Casting to double() does not work for one of the batches in the iteration

I face some instability in training my model in a continual setting. I have 20 tasks and after task 12, the accuracy goes down to 0.0007, so nothing happens in terms of learning. My hypothesis is maybe the problem is a numerical instability. so, I would like to train on a higher precision, aka float64. To so so, I am changing my code as follows:

def update_model(self, x, y, criterion, optimizer):
        # chekc the label type, output of the bayesian model
        
        optimizer.zero_grad()
        do_cutmix = self.cutmix and np.random.rand(1) < 0.5
        if do_cutmix:
            x, labels_a, labels_b, lam = cutmix_data(x=x, y=y, alpha=1.0)

            x = x.double()
            labels_a = labels_a.double()
            labels_b = labels_b.double()

            # take care of the output of the bayesian model and its probabilistic loss
            if self.bayesian:
                self.model.double()
                logit_dict = self.model(x)

                loss = lam * criterion(logit_dict, labels_a)['total_loss'] + (1 - lam) * criterion(
                    logit_dict, labels_b)['total_loss']
                #loss = losses_dict['total_loss']
                logit = criterion(logit_dict, labels_a)['prediction']
                logit = logit.mean(dim=2)
            else:
                self.model.double()
                logit = self.model(x)
                loss = lam * criterion(logit, labels_a) + (1 - lam) * criterion(
                    logit, labels_b
                )
        else:
            
            if self.bayesian:
                # measure forward pass time
                #t_start = time.time()
                self.model.double()
                logit_dict = self.model(x)
                #t_end = time.time() - t_start
                # logger.info(f'forward pass time: {t_end:.2f} s')

                # criterion is the probabilistic loss class
                #t_s = time.time()
                losses_dict = criterion(logit_dict, y)
                #t_e = time.time() - t_s
                #logger.info(f'loss time: {t_e:.2f} s')
                
                loss = losses_dict['total_loss']
                logit = losses_dict['prediction'] # Shape: torch.Size([10, 10, 64]) --> (batch_size, num_classes, samples)
                # change the shape of the logit to be (batch_size, num_classes)
                logit = logit.mean(dim=2)
            else:
                self.model.double()
                logit = self.model(x)
                loss = criterion(logit, y)
        
        # calculate the number of correct predictions per batch for the bayesian model as well here
        _, preds = logit.topk(self.topk, 1, True, True)

        loss.backward()
        ''' ToDo: is it necessary to clip the gradient? it was done in mnvi code
        Maybe they didn't need it but I'm not sure.
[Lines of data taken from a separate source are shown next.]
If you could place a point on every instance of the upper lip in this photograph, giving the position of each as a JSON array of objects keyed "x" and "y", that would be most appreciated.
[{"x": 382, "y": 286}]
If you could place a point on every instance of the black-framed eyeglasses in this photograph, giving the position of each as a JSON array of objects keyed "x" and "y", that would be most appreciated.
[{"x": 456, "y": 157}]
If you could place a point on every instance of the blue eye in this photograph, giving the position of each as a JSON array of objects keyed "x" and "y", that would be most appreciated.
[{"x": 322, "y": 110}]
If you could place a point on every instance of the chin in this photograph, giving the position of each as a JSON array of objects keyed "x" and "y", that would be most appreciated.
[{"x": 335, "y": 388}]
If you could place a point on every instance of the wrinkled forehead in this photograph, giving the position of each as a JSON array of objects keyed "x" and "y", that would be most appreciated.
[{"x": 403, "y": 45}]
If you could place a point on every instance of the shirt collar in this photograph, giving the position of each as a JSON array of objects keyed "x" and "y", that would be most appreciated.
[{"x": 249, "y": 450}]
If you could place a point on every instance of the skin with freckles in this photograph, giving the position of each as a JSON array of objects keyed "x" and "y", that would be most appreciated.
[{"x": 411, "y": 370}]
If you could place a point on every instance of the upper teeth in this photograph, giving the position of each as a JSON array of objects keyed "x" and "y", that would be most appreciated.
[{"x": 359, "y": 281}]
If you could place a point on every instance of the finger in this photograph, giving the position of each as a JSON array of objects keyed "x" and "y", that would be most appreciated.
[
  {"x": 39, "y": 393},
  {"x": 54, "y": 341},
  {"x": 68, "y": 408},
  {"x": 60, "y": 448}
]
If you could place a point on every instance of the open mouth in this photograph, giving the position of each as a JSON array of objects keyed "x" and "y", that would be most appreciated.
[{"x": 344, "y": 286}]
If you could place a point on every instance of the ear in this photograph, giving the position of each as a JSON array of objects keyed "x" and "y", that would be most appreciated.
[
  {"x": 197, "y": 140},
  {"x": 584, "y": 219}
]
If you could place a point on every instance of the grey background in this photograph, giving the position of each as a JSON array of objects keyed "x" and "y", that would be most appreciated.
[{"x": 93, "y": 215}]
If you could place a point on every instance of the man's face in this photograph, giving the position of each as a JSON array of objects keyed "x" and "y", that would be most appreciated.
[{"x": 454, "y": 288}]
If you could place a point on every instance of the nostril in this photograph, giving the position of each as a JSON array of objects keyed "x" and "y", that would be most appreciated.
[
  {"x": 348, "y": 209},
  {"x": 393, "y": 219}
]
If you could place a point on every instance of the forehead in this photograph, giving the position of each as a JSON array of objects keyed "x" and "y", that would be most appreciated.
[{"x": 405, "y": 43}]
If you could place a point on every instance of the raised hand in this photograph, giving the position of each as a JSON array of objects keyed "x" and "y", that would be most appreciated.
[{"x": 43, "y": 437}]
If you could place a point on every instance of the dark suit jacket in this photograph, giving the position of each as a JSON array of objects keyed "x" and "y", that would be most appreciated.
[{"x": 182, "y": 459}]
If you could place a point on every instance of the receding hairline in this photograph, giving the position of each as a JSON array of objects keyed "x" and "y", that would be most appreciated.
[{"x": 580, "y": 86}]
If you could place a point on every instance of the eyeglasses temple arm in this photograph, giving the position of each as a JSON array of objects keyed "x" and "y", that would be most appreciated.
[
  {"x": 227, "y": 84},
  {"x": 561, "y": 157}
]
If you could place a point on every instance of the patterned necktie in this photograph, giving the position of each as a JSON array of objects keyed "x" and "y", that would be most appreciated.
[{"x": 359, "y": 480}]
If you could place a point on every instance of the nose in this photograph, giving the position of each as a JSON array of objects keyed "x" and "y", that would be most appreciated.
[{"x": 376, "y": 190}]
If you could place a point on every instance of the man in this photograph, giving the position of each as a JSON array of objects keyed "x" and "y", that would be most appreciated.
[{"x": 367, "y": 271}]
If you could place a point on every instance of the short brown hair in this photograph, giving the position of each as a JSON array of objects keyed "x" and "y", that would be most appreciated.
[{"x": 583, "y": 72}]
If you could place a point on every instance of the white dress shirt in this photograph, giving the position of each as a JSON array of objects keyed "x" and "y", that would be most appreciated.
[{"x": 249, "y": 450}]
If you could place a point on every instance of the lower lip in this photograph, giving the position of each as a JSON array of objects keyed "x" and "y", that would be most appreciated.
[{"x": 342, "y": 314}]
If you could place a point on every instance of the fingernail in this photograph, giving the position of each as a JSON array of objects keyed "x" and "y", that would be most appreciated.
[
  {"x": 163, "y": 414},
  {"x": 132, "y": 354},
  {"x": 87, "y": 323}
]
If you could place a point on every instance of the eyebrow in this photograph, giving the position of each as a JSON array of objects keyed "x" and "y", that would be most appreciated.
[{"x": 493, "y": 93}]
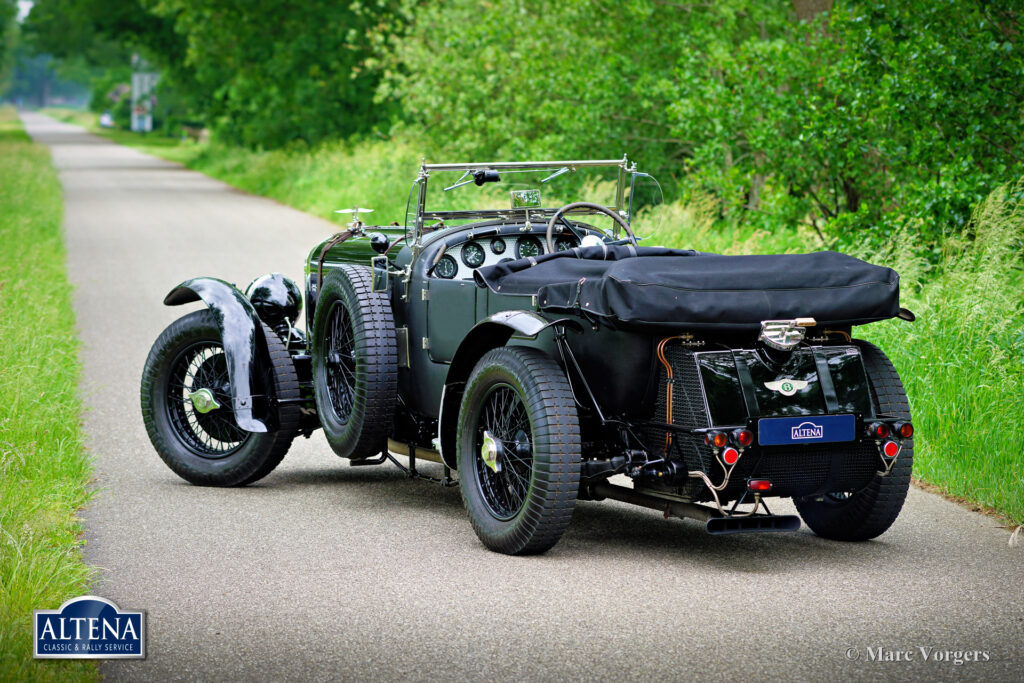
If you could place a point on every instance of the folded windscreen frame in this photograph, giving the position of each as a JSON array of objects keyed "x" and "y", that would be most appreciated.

For the Bayesian case, it is probably needed.
        '''
        if self.bayesian:
            torch.nn.utils.clip_grad_norm_(self.model.parameters(), 0.1, norm_type='inf')
        
        optimizer.step()
        return loss.item(), torch.sum(preds == y.unsqueeze(1)).item(), y.size(0)

    def _train(
        self, train_loader, memory_loader, optimizer, criterion
    ):
        
        total_loss, correct, num_data = 0.0, 0.0, 0.0

        self.model.train()
        if memory_loader is not None and train_loader is not None:
            data_iterator = zip(train_loader, cycle(memory_loader))
        elif memory_loader is not None:
            data_iterator = memory_loader
        elif train_loader is not None:
            data_iterator = train_loader
        else:
            raise NotImplementedError("None of dataloder is valid")
        
        for i, data in enumerate(data_iterator):
            if len(data) == 2:
                stream_data, mem_data = data
                x = torch.cat([stream_data["image"], mem_data["image"]])
                y = torch.cat([stream_data["label"], mem_data["label"]])
            else:
                x = data["image"]
                y = data["label"]
            # set to double
            x = x.double().to(self.device)
            y = y.double().to(self.device)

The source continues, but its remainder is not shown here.